Let’s Tango! Music for Valentine’s Day

SingaporeSingapore Tchaikovsky, Piazzolla, Moyer, VCH Chamber Series: Valentine’s Day Concert: Souvenir de Florence, Victoria Concert Hall, Singapore, 14.02.2015 (RP)

Pyotr Ilyich Tchaikovsky: Souvenir de Florence, Op. 70
Astor Piazzolla: History of Tango
Mike Moyer: Sonata Latino


Members of the Singapore Symphony Orchestra (SSO) and guest musicians offered a musical bouquet for Valentine’s Day at the Victoria Concert Hall. Tchaikovsky’s Souvenir de Florence may have inspired the title of the concert, but in reality its soul was in the Americas, not Europe. The Russian composer’s Tuscan-inspired sextet paled somewhat in comparison to the Latin beat of the tangos, rhumbas and salsas which followed.

 That is not to say that the six SSO string players did not provide a stylish account of the Tchaikovsky. Violinist Chan Yong-Han and cellist Yu Jing played with rich tone in the second movement’s extended duet. Tchaikovsky used a cascading motif at various places in the sextet that descended from the violins to the cellos. It was crystal clear in its execution, with a grace and precision that made each rendition magical.

 Astor Piazzolla, a 20th-century Argentinian composer, devoted his energies to promoting the tango. Jin Ta, the SSO’s Principal Flautist, and Kevin Loh, a Singaporean guitar prodigy now in his late teens, joined in the composer’s History of the Tango, composed in 1986. In a word, their performance was beautiful. Jin Ta’s playing was lyrical and soulful, especially in the second movement entitled Café 1930. Kevin Loh plays with a sophistication and ease that belies his years. I can imagine more dramatic performances of this work, but this one left its mark for impeccable musicianship and sheer beauty.

 Staying in the Latin mode, Jin Ta returned with a pick-up salsa band for Mike Mower’s Sonata Latino. Mower, born in 1958, is an English saxophonist and composer. The extended duet between Jin Ta and pianist Liu Jia was the core of the piece and they performed it with flare. The salsa band is under utilized in the work, but the three brass players from the SSO performed with gusto. Their blazing interjections were the aural equivalent of flashes of white light. Evgueni Brokmiller, the SOO’s Associate Principal Flute, led the band competently, but one yearned for a Desi Arnaz, Xavier Cugat or one of their 21st-century equivalents. Those men had tangos, rumbas and salsas in their blood. It is more than keeping time, it’s in the moves.

 There was an encore. Jin Ta returned on stage with guitarist Kevin Loh, bass guitarist Wang Xu and pianist Liu Jia. Jin Ta told the audience that he was a Michael Jackson fan and as an encore they would play his arrangement of Love Never Felt So Good.
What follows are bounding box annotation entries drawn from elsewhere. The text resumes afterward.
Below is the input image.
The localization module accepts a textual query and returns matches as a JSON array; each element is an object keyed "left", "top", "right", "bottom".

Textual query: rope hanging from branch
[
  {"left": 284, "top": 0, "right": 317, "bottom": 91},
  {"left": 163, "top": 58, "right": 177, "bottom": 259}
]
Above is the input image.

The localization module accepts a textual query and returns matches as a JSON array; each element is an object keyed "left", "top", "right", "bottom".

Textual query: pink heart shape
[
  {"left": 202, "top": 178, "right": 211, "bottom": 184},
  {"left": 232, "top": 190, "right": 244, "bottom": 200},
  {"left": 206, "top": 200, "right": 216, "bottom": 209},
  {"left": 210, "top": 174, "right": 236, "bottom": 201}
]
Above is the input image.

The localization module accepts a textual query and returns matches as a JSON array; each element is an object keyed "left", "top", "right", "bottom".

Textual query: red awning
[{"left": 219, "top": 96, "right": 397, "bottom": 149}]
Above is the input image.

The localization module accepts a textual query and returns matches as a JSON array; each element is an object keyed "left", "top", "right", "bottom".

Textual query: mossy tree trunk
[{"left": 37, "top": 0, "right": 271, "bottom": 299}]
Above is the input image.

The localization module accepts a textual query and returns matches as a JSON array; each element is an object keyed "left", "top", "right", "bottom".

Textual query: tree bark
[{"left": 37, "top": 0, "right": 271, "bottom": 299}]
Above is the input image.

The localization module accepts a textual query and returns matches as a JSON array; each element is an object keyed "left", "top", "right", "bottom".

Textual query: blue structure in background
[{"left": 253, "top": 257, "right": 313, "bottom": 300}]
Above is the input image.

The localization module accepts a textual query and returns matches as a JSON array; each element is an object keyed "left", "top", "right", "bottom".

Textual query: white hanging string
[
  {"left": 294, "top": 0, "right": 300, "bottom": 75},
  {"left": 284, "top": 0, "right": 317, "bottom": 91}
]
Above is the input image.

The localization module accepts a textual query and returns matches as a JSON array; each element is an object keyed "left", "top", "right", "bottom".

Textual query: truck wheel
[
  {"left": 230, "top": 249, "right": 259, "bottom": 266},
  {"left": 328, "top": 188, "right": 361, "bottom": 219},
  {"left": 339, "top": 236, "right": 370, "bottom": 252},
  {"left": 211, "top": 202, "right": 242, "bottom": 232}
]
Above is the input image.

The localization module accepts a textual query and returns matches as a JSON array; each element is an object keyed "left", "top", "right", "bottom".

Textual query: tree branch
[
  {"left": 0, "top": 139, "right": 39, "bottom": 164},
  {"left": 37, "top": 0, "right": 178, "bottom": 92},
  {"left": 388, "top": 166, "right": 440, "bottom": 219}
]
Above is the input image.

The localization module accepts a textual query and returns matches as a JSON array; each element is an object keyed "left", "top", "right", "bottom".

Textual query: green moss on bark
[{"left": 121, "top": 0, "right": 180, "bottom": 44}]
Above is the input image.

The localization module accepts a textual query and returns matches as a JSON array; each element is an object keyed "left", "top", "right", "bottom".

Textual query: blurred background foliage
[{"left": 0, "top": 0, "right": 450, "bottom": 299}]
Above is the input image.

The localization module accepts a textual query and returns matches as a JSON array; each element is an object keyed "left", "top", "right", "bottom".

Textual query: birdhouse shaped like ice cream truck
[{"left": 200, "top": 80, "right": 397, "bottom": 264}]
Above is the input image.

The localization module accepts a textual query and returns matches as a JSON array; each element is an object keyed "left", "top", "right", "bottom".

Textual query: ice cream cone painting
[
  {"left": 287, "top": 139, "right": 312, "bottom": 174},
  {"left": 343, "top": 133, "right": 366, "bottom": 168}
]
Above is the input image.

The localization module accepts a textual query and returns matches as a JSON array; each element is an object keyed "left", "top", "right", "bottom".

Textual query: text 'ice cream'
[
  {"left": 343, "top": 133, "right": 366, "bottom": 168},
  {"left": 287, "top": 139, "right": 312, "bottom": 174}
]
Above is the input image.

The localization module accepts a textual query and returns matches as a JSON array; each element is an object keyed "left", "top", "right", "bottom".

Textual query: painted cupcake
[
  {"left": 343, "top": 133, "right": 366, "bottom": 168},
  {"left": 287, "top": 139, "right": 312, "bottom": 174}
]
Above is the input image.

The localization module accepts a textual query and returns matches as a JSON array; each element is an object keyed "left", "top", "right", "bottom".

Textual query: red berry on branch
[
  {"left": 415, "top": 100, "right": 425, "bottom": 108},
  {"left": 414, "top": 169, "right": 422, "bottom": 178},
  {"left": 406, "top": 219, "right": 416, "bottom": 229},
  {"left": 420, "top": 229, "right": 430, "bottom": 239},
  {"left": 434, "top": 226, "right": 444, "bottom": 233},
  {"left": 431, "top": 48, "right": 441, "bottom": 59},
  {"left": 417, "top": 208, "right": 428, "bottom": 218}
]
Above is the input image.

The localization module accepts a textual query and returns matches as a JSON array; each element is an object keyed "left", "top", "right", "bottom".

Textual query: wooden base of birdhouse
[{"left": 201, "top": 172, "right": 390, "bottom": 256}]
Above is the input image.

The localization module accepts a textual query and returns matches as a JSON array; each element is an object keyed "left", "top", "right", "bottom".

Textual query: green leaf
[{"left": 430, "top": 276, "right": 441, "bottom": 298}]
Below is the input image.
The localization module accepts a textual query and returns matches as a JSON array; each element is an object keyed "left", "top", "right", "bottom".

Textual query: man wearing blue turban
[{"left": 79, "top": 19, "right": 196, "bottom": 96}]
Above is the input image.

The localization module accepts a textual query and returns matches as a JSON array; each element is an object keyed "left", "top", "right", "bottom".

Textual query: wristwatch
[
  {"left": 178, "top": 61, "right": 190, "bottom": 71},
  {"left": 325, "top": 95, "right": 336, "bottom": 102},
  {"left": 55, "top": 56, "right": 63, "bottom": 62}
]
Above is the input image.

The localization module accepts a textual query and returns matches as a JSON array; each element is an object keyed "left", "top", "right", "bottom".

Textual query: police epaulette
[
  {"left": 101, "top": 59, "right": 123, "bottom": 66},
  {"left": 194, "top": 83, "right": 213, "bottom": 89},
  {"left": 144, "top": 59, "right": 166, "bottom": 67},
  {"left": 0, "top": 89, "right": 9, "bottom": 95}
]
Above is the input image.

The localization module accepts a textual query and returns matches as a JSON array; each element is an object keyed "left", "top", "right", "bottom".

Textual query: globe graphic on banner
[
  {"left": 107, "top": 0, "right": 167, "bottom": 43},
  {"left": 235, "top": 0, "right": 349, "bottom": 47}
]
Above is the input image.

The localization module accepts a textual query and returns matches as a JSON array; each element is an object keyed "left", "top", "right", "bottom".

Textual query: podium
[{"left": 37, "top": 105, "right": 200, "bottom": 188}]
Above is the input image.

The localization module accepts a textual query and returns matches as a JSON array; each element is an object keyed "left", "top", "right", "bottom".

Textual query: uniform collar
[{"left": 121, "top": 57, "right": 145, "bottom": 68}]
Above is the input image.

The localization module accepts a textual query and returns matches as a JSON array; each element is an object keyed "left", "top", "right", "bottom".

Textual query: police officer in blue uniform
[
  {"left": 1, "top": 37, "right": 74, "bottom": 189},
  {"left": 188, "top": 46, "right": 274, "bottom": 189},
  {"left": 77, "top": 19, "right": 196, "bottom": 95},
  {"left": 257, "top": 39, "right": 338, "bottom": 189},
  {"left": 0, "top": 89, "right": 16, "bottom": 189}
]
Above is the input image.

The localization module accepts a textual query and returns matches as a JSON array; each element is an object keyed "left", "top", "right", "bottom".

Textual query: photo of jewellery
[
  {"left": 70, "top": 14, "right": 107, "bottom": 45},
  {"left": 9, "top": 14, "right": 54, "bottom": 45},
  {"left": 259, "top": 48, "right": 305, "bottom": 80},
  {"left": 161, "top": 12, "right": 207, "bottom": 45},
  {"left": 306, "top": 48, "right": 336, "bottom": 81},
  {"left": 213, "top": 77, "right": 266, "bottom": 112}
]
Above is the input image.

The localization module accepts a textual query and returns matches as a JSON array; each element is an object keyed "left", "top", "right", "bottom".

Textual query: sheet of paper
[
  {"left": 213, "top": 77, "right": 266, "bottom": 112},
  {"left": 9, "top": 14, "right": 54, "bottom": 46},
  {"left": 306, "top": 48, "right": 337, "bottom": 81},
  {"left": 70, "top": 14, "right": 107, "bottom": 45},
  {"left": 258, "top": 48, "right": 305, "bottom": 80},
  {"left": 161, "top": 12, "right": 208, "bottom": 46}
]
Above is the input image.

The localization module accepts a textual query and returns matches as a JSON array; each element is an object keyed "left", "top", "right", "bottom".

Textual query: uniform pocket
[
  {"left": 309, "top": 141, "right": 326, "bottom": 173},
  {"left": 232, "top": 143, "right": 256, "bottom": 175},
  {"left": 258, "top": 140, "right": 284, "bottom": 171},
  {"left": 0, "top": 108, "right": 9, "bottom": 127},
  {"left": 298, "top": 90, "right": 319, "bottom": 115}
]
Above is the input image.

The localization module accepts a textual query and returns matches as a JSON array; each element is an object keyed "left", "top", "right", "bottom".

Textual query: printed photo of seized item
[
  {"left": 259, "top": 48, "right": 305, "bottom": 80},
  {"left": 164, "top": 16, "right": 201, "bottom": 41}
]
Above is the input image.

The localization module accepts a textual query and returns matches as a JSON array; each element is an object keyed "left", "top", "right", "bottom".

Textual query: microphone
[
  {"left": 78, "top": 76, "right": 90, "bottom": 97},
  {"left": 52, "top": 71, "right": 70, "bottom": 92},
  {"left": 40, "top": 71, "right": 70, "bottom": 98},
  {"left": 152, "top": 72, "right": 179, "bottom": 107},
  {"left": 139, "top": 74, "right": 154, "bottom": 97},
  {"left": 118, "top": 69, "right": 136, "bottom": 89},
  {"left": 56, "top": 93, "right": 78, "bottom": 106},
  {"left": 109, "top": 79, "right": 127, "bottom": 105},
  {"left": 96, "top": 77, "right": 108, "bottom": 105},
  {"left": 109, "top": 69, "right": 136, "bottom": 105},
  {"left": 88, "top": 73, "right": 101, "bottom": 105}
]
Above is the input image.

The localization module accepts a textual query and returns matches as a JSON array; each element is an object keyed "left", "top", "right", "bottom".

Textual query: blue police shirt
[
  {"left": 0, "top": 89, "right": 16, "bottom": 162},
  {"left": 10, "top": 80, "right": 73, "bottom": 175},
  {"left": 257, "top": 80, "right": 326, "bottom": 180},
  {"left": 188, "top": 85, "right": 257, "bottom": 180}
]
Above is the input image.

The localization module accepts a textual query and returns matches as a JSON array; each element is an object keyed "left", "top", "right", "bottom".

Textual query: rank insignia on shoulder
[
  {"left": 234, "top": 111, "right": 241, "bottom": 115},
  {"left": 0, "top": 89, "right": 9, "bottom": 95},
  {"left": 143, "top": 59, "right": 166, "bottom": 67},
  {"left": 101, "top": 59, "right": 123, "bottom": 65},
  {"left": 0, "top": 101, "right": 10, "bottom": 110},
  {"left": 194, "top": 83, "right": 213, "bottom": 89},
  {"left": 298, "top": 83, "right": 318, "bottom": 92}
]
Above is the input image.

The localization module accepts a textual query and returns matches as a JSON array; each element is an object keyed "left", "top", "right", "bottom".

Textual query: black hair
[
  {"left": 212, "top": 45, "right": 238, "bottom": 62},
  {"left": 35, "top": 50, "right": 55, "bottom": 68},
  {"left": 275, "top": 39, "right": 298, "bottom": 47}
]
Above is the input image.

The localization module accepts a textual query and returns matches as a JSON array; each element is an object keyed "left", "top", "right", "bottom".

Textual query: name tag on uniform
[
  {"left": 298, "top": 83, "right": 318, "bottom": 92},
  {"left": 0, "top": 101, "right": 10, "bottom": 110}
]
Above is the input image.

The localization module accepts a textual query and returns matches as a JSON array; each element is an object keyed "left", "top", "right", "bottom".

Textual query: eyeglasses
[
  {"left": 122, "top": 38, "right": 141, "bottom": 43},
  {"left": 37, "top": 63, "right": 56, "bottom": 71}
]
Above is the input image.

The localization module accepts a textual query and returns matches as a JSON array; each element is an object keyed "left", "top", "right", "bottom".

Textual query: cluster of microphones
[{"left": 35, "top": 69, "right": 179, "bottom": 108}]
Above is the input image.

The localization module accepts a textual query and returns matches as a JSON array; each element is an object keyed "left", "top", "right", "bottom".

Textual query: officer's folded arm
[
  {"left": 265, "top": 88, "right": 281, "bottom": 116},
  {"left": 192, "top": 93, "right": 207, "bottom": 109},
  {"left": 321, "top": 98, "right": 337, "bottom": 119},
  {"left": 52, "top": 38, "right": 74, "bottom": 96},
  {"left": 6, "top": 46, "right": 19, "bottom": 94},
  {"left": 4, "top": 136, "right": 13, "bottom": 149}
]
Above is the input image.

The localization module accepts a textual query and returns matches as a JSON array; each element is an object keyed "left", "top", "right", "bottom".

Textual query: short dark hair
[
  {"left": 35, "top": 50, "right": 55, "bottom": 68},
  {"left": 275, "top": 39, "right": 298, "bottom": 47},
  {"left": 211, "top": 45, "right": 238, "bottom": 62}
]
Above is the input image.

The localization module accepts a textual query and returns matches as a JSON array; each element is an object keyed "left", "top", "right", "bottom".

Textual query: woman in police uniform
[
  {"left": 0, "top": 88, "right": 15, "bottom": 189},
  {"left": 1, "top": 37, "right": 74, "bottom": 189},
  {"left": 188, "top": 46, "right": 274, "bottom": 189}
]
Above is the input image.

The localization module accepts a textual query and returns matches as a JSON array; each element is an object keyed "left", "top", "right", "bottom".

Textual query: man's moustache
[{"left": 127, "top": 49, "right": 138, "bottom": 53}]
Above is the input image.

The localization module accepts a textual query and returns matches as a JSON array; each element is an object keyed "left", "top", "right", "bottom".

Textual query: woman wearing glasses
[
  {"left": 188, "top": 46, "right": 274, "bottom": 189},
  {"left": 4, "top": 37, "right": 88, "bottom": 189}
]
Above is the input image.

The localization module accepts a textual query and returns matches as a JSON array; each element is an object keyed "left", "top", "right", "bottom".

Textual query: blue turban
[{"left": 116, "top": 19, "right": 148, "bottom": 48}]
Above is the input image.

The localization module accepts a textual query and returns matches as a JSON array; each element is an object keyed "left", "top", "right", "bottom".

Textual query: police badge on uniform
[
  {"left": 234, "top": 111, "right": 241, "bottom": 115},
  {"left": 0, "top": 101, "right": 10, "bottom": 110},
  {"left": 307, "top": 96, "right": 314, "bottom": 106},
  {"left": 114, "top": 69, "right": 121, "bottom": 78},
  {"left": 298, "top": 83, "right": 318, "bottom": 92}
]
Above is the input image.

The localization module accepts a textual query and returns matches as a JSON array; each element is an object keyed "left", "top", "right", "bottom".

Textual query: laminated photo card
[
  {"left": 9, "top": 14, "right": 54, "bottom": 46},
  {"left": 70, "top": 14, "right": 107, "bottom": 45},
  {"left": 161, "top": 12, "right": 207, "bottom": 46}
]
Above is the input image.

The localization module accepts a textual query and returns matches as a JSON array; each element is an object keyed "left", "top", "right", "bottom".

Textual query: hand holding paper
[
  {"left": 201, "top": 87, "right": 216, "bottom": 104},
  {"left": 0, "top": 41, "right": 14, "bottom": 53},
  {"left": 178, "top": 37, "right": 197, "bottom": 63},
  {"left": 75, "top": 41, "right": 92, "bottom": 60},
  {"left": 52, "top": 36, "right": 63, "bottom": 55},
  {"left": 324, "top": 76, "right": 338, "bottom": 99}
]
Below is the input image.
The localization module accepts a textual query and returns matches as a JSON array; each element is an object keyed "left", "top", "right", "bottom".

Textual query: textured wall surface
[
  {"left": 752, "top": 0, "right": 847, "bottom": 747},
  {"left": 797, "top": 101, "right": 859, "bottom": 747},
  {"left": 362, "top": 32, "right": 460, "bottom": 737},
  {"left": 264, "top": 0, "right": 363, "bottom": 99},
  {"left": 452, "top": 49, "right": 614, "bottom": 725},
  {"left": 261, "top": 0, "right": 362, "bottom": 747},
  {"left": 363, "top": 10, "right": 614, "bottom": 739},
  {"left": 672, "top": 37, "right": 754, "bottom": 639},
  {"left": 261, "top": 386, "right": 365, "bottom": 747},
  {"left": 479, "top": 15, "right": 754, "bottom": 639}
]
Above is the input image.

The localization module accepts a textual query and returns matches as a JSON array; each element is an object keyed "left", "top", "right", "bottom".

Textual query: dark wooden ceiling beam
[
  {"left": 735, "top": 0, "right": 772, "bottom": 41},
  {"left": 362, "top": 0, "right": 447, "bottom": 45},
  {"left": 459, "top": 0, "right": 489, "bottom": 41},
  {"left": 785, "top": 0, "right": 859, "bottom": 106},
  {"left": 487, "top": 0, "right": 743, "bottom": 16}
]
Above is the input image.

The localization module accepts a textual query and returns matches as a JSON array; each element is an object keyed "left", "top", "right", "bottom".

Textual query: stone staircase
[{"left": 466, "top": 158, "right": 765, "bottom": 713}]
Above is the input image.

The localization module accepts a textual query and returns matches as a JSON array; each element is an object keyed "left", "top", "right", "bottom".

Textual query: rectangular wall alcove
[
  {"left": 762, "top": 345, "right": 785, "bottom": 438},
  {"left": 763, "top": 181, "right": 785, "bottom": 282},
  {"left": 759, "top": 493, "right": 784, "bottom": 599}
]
The song was the first single released from Jackson’s second posthumous album, Xscape, a reworked demo track composed by Jackson and Paul Anka in 1983. Jin Ta did double duty, switching from flute to piano for an extended solo. He and Liu Jian timed it perfectly, so that not a beat was missed. Liu Jian, in a deep red dress appropriate for the day, gamely became part of rhythm section. It was a classy end to a classy Valentine’s Day musical afternoon.